Samarinda, infosatu.co — Polresta Samarinda Polda Kalimantan Timur (Kaltim) mengungkap sejumlah kasus kriminal menonjol sepanjang tahun 2025.
Pengungkapan tersebut dipaparkan dalam pers rilis dengan pencapaian kinerja kepolisian selama 2025 di Aula Rupattama Kantor Polresta Samarinda, Selasa 30 Desember 2025.
Kapolresta Samarinda Kombes Pol. Hendri Umar menyampaikan, salah satu kasus yang paling menyita perhatian publik adalah kasus penembakan yang terjadi di salah satu tempat hiburan malam di Kota Samarinda.
“Kasus ini tentu masih kita ingat bersama. Alhamdulillah, berkat kerja keras seluruh jajaran, dalam waktu kurang dari 24 jam, sebanyak 10 tersangka berhasil kami amankan,” ujar Hendri.
Kasus tersebut mendapatkan apresiasi dari Mabes Polri dan Bareskrim karena merupakan tindak pidana pengeroyokan yang menimbulkan keresahan di masyarakat.
Selain itu, Polresta Samarinda juga mengungkap kasus tindak pidana korupsi yang melibatkan Bank BPR Kota Samarinda.
Dalam perkara tersebut, kepolisian telah menetapkan dua orang tersangka.
“Berkas perkaranya sudah dinyatakan lengkap atau P21. Kasus ini berkaitan dengan praktik kredit fiktif,” jelas Hendri.
Kasus menonjol lainnya adalah pengungkapan rencana aksi teror menggunakan bom molotov. Kasus ini sempat menimbulkan kekhawatiran di tengah masyarakat dan menjadi perhatian nasional.
“Yang membedakan Samarinda dengan daerah lain, kami berhasil melakukan pencegahan sebelum aksi tersebut dilakukan. Pada malam sebelumnya, kami melakukan pengamanan dan berhasil mengamankan sekitar 27 botol molotov,” ungkap Hendri.
Dalam pengungkapan tersebut, pada tahap awal kepolisian mengamankan empat orang tersangka.
Selanjutnya, melalui pengembangan, kembali diamankan tiga tersangka lainnya yang terlibat dalam perencanaan dan perakitan bom molotov.
Seluruh tersangka kini telah diproses hukum dan perkara tersebut telah dinyatakan P21.
Selain kasus teror, Polresta Samarinda juga berhasil mengungkap kasus penipuan dengan modus ketuk pintu yang terjadi di tujuh lokasi berbeda.
Dalam kasus ini, empat orang pelaku berhasil diamankan dan seluruh perkaranya telah berproses di pengadilan.
Polresta Samarinda juga menangani kasus premanisme yang sempat viral di media sosial.
Para pelaku diketahui melakukan pemerasan terhadap masyarakat yang memanfaatkan jalur sungai mahakam untuk mencari nafkah.
“Mereka meminta uang, minyak, atau jatah kepada masyarakat.
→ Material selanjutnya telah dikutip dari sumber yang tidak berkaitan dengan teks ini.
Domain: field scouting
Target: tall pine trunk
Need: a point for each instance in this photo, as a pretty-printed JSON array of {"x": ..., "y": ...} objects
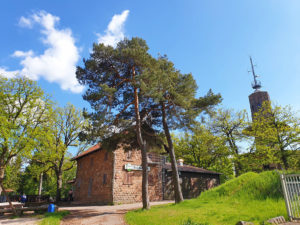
[
  {"x": 41, "y": 184},
  {"x": 175, "y": 176},
  {"x": 58, "y": 185},
  {"x": 142, "y": 144}
]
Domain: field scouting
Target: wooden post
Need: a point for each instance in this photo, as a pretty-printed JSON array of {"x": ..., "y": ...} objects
[
  {"x": 40, "y": 186},
  {"x": 10, "y": 204}
]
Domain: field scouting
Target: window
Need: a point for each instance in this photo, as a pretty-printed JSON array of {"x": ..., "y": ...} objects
[
  {"x": 106, "y": 156},
  {"x": 78, "y": 183},
  {"x": 92, "y": 161},
  {"x": 104, "y": 179},
  {"x": 128, "y": 178},
  {"x": 128, "y": 155},
  {"x": 90, "y": 187},
  {"x": 151, "y": 180}
]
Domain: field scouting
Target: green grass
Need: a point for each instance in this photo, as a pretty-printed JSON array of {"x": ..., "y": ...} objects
[
  {"x": 53, "y": 218},
  {"x": 250, "y": 197}
]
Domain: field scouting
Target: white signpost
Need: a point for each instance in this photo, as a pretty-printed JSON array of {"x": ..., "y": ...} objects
[{"x": 134, "y": 167}]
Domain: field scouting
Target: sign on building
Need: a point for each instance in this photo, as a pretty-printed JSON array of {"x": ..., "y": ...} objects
[{"x": 130, "y": 167}]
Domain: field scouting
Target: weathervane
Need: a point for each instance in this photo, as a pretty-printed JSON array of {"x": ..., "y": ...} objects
[{"x": 256, "y": 84}]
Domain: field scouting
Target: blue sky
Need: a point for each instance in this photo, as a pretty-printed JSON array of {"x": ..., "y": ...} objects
[{"x": 212, "y": 39}]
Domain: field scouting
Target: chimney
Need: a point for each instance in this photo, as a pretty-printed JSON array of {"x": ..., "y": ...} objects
[{"x": 180, "y": 162}]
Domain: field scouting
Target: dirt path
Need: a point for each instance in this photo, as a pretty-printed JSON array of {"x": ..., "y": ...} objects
[{"x": 106, "y": 215}]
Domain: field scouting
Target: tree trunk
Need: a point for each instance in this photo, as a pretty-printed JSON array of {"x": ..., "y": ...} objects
[
  {"x": 142, "y": 144},
  {"x": 58, "y": 185},
  {"x": 41, "y": 184},
  {"x": 175, "y": 176},
  {"x": 284, "y": 159},
  {"x": 2, "y": 171}
]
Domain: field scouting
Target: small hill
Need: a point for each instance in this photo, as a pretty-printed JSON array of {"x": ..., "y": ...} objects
[{"x": 250, "y": 197}]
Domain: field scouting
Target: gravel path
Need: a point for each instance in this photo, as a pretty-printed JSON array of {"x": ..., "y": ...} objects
[{"x": 106, "y": 215}]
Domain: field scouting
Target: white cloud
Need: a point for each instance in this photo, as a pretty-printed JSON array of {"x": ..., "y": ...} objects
[
  {"x": 25, "y": 22},
  {"x": 58, "y": 62},
  {"x": 22, "y": 54},
  {"x": 8, "y": 74},
  {"x": 115, "y": 30}
]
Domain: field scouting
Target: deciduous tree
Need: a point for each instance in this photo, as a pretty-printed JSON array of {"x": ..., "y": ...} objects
[{"x": 24, "y": 110}]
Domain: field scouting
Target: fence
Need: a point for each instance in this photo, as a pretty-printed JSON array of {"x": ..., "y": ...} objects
[{"x": 291, "y": 190}]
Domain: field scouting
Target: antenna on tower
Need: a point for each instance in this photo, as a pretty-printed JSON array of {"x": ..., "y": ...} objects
[{"x": 256, "y": 84}]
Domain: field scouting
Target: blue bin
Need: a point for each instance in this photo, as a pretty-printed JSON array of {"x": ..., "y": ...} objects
[{"x": 51, "y": 208}]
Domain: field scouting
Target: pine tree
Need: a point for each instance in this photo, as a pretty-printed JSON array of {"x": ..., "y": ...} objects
[{"x": 112, "y": 76}]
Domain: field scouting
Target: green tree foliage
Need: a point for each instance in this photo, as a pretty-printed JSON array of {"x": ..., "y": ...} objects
[
  {"x": 63, "y": 132},
  {"x": 24, "y": 111},
  {"x": 13, "y": 173},
  {"x": 112, "y": 76},
  {"x": 171, "y": 95},
  {"x": 206, "y": 150},
  {"x": 276, "y": 131},
  {"x": 230, "y": 125}
]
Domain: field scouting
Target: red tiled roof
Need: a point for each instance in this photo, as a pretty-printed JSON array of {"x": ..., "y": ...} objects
[
  {"x": 188, "y": 168},
  {"x": 90, "y": 150}
]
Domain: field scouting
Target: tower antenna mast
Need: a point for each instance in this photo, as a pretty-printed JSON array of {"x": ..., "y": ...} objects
[{"x": 256, "y": 84}]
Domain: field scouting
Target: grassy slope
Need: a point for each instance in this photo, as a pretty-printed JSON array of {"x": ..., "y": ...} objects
[
  {"x": 53, "y": 218},
  {"x": 250, "y": 197}
]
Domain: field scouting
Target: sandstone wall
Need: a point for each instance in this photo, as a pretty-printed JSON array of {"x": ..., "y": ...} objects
[{"x": 94, "y": 178}]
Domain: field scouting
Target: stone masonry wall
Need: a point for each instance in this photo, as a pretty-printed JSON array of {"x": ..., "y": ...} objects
[
  {"x": 94, "y": 178},
  {"x": 128, "y": 184},
  {"x": 192, "y": 184}
]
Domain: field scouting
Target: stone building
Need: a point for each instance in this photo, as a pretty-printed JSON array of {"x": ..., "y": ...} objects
[
  {"x": 258, "y": 97},
  {"x": 105, "y": 177}
]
Dalam kasus ini, tiga pelaku berhasil kami amankan beserta barang buktinya,” kata Hendri.
Kasus lain yang juga menjadi perhatian adalah tindak pidana pencabulan terhadap anak di sungai pinang, di mana pelaku merupakan ayah kandung korban sendiri hingga menyebabkan korban hamil.
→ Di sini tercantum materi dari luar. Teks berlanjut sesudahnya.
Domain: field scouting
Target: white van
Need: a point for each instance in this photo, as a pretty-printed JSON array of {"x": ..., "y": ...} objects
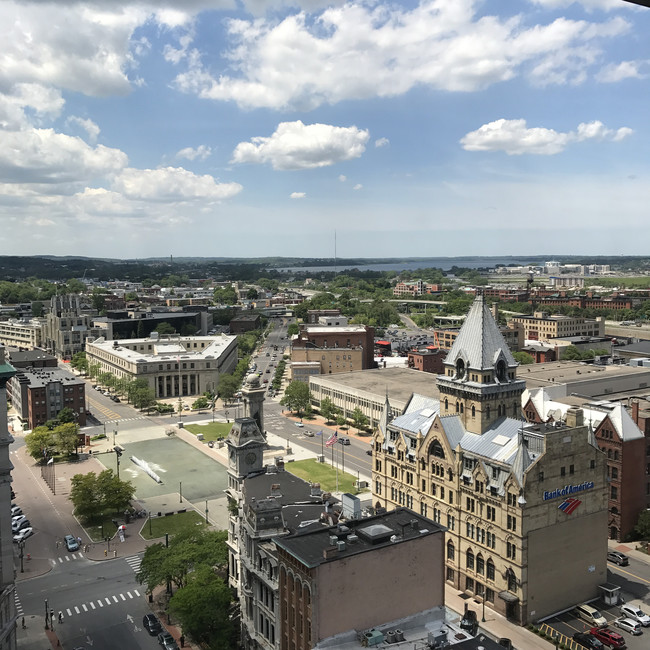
[{"x": 590, "y": 615}]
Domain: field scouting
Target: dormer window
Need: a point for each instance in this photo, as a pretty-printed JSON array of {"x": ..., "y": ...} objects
[{"x": 460, "y": 369}]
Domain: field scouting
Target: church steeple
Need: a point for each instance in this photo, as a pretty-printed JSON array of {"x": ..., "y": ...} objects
[{"x": 480, "y": 384}]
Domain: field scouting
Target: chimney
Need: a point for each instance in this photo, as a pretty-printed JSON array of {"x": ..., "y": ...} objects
[{"x": 575, "y": 417}]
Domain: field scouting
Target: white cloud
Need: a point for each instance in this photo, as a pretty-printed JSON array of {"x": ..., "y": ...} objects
[
  {"x": 91, "y": 129},
  {"x": 44, "y": 156},
  {"x": 615, "y": 72},
  {"x": 515, "y": 138},
  {"x": 200, "y": 153},
  {"x": 295, "y": 145},
  {"x": 360, "y": 50},
  {"x": 172, "y": 184}
]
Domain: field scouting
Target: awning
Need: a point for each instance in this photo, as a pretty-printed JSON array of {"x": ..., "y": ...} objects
[{"x": 508, "y": 597}]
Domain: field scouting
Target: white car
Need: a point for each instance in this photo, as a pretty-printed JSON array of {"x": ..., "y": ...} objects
[
  {"x": 23, "y": 535},
  {"x": 629, "y": 625},
  {"x": 633, "y": 612}
]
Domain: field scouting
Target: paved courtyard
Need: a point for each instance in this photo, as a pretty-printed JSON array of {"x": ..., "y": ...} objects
[{"x": 175, "y": 462}]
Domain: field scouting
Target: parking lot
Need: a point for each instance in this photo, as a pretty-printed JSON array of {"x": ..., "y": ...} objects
[{"x": 567, "y": 624}]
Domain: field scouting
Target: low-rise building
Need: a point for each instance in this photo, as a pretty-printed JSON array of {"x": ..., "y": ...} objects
[
  {"x": 25, "y": 333},
  {"x": 542, "y": 326},
  {"x": 40, "y": 394},
  {"x": 173, "y": 366}
]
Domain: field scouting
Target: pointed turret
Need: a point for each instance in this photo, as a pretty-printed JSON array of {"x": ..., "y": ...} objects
[{"x": 480, "y": 383}]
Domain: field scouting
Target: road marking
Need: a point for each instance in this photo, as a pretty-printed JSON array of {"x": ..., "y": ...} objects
[{"x": 633, "y": 575}]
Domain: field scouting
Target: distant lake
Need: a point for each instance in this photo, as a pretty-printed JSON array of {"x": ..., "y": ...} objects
[{"x": 444, "y": 263}]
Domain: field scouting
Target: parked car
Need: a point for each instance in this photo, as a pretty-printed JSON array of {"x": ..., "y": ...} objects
[
  {"x": 636, "y": 614},
  {"x": 166, "y": 640},
  {"x": 608, "y": 637},
  {"x": 588, "y": 641},
  {"x": 151, "y": 624},
  {"x": 25, "y": 523},
  {"x": 16, "y": 521},
  {"x": 618, "y": 558},
  {"x": 629, "y": 625},
  {"x": 23, "y": 534},
  {"x": 469, "y": 622}
]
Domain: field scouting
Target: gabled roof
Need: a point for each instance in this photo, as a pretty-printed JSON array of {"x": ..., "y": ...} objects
[{"x": 479, "y": 342}]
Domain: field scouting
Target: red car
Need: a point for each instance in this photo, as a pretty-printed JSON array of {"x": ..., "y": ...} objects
[{"x": 608, "y": 637}]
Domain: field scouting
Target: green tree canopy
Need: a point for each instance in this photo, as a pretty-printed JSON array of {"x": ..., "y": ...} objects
[
  {"x": 203, "y": 608},
  {"x": 95, "y": 494}
]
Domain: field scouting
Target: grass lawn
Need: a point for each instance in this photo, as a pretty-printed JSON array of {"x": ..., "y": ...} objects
[
  {"x": 157, "y": 526},
  {"x": 211, "y": 430},
  {"x": 312, "y": 470}
]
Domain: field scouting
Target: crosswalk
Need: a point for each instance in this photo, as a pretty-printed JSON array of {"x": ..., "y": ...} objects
[
  {"x": 134, "y": 561},
  {"x": 62, "y": 559},
  {"x": 100, "y": 603},
  {"x": 19, "y": 606}
]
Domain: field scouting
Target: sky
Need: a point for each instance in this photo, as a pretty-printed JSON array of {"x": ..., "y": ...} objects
[{"x": 253, "y": 128}]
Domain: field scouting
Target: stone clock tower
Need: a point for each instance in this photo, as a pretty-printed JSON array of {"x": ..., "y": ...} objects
[{"x": 245, "y": 444}]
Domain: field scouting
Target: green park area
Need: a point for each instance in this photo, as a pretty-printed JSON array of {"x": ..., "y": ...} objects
[
  {"x": 211, "y": 431},
  {"x": 315, "y": 472}
]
Kasus tersebut masuk dalam rangkaian kejahatan terhadap anak yang ditangani sepanjang tahun 2025.
Selain itu, Polresta Samarinda juga mengungkap kasus pengrusakan kendaraan, pencurian sepeda motor besar yang disimpan di rumah kosong.
Seluruh kasus tersebut berhasil diungkap pelaku diamankan, dan barang bukti dikembalikan kepada pemiliknya.
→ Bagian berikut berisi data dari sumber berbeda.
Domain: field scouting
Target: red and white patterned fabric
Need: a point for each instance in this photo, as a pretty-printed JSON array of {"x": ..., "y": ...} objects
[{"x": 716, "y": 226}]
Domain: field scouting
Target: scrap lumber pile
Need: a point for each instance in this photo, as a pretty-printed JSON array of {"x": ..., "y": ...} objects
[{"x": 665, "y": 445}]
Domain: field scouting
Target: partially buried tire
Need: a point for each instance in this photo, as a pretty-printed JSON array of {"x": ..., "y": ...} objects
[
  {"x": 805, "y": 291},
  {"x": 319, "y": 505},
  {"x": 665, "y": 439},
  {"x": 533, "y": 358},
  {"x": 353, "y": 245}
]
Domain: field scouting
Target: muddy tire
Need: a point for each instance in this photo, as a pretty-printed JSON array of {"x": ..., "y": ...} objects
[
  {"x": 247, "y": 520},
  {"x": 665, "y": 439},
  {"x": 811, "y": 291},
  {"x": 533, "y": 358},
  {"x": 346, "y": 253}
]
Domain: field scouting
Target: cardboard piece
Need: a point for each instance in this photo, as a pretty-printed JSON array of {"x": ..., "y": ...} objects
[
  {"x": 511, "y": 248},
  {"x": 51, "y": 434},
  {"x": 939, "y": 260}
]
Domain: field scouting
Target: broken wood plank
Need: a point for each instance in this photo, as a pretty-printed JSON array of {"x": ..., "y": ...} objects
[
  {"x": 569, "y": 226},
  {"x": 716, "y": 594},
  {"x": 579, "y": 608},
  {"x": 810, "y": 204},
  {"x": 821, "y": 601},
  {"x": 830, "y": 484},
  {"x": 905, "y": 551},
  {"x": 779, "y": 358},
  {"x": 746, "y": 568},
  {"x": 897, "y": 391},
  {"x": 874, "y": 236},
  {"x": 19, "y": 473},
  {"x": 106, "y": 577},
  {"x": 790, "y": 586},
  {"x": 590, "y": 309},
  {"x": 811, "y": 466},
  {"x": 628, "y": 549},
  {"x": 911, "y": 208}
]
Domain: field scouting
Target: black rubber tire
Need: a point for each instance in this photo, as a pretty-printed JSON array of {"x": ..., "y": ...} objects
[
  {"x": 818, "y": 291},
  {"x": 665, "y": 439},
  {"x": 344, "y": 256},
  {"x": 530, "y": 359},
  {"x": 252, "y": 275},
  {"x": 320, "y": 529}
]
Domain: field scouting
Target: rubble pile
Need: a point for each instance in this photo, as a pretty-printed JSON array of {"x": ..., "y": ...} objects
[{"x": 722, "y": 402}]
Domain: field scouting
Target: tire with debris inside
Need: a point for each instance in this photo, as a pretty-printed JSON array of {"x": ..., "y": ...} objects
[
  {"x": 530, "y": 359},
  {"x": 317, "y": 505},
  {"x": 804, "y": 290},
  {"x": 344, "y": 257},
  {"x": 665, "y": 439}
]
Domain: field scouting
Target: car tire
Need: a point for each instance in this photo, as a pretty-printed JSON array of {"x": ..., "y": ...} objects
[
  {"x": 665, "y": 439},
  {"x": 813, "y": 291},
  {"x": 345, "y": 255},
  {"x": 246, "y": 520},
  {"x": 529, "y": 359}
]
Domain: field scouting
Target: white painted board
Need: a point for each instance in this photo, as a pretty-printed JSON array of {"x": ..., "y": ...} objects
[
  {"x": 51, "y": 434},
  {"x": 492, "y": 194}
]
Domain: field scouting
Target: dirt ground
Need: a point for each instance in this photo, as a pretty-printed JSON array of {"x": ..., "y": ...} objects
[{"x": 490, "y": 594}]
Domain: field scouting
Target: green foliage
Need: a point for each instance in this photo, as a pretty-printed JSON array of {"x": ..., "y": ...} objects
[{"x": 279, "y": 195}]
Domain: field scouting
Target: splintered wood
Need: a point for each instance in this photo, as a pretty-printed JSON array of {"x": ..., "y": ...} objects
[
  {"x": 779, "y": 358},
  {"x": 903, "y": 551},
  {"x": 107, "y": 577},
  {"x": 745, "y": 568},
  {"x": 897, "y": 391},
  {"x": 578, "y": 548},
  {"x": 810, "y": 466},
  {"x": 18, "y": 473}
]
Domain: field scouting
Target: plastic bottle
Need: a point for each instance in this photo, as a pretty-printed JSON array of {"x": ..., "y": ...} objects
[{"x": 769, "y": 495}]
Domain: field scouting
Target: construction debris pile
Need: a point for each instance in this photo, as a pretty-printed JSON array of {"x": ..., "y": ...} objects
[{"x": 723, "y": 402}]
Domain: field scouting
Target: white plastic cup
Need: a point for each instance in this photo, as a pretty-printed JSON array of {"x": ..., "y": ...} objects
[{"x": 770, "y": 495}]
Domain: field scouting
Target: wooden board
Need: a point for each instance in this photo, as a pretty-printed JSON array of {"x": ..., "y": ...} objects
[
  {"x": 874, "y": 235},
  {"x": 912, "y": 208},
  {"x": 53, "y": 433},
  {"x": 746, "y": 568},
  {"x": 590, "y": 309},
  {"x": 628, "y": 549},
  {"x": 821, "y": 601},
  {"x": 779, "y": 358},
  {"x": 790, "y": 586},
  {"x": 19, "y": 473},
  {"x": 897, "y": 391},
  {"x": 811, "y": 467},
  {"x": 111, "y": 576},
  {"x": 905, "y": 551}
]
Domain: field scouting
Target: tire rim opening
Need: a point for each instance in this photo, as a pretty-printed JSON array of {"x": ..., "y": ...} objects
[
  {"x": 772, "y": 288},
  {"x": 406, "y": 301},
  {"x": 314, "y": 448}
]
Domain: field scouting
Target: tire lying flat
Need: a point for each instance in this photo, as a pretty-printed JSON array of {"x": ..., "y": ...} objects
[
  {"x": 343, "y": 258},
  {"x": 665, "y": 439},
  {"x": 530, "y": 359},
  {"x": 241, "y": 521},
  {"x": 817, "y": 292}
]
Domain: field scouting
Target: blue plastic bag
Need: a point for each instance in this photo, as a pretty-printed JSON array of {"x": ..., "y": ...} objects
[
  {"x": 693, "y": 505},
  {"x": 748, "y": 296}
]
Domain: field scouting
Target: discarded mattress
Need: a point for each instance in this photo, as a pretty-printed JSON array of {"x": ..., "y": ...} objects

Kasus penelantaran bayi yang di kubur sempat terjadi juga masih dalam proses penyelidikan lebih lanjut.
Kepolisian memastikan proses hukum terus berjalan hingga tuntas.
Tak hanya itu, kasus perundungan di Samarinda Seberang yang melibatkan anak sebagai pelaku dan korban, yang sempat viral di media sosial, juga berhasil diungkap.
“Karena pelaku dan korban sama-sama anak, penanganannya kami lakukan sesuai mekanisme hukum anak yang berhadapan dengan hukum,” ujar Hendri.
Melalui pengungkapan berbagai kasus menonjol tersebut, Polresta Samarinda menegaskan komitmennya dalam menjaga keamanan dan ketertiban masyarakat.
Sekaligus, katanya, menindak tegas berbagai bentuk tindak kriminal yang meresahkan warga.